Il metodo prevede un prelievo di sangue, poi il plasma viene separato attraverso l’emo concentratore. Successivamente si inietta il plasma nella zona dove è avvenuta la caduta.

Il procedimento può essere ripetuto più volte e non ha effetti collaterali gravi: in alcuni casi è stato accusato dai pazienti un gonfiore o un bruciore nei primi tre giorni di somministrazione, problema che si è risolto in modo spontaneo nei giorni successivi.

La sperimentazione è stata portata avanti su 168 persone (102 uomini e 66 donne) che perdevano i capelli per alopecia androgenetica e seguite per tre anni. Ventotto anni l’età media per gli uomini, 36 per le donne.
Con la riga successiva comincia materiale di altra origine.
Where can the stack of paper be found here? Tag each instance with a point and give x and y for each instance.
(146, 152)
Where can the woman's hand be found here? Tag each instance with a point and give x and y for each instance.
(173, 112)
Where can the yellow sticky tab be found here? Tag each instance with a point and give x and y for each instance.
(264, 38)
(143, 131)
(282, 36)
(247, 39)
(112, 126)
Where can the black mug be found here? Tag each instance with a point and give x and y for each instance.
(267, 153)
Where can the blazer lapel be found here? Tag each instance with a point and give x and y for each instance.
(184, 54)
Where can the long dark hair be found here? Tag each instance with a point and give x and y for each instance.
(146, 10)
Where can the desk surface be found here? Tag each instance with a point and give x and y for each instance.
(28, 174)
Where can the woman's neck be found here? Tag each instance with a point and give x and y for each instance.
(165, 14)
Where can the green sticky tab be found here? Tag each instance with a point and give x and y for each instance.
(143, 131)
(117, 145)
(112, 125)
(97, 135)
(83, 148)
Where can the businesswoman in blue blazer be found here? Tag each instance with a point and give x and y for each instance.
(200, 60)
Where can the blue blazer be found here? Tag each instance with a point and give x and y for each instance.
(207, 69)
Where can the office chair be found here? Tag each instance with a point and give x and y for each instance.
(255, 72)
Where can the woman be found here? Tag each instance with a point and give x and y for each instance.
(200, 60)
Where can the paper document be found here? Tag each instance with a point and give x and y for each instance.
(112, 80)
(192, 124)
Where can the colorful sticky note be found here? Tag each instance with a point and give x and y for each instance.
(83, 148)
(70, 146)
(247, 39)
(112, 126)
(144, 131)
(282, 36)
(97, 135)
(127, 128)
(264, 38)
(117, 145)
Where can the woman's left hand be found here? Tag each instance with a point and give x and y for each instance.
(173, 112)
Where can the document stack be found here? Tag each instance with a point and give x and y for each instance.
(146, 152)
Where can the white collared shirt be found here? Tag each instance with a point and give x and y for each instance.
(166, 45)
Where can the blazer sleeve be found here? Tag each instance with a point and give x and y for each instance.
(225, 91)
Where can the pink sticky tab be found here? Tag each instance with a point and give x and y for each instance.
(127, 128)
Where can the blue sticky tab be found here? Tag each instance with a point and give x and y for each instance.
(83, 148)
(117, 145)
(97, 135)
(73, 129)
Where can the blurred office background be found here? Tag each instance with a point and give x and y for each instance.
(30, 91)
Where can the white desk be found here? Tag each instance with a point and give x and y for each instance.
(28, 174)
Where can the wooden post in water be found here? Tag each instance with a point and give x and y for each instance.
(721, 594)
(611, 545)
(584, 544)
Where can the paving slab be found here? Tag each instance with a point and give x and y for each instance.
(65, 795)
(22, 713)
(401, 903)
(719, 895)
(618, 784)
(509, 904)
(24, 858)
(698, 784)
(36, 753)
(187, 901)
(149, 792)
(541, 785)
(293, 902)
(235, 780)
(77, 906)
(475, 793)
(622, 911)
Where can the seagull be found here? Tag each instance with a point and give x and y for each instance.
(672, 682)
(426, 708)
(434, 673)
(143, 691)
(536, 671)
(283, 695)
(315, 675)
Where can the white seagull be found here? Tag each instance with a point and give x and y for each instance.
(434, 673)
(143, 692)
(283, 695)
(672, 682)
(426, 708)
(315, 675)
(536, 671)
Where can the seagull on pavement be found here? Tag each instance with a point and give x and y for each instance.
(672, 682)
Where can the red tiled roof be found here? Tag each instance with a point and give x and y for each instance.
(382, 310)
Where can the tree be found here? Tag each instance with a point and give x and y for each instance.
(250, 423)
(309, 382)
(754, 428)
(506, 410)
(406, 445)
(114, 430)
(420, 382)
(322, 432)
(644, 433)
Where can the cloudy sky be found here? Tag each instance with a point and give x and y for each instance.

Un altro gruppo di controllo con pazienti non sottoposti alla terapia è stato seguito per lo stesso periodo dai ricercatori che hanno verificato invece un peggioramento.

La tecnica fa parte della medicina rigenerativa che già da anni viene usata per contrastare alcune malattie come per esempio l’artrosi al ginocchio. I miglioramenti, si legge nello studio, sono stati evidenziati anche in pazienti colpiti da forma severa di alopecia.

«Un possibile campo di applicazione di questa tecnica riguarda anche pazienti che hanno perso i capelli a causa della chemioterapia» spiega Giovanni Schiavone, primo autore dello studio e responsabile dell’Unità di Medicina rigenerativa dell’Idi di Roma.

C’è comunque ancora bisogno di tempo per vedere come questa terapia possa diventare effettiva a fronte delle numerose sperimentazioni che sono già in agenda.

Lo studio in cui viene descritta la terapia è stato invece pubblicato dalla rivista americana Dermatologic surgery.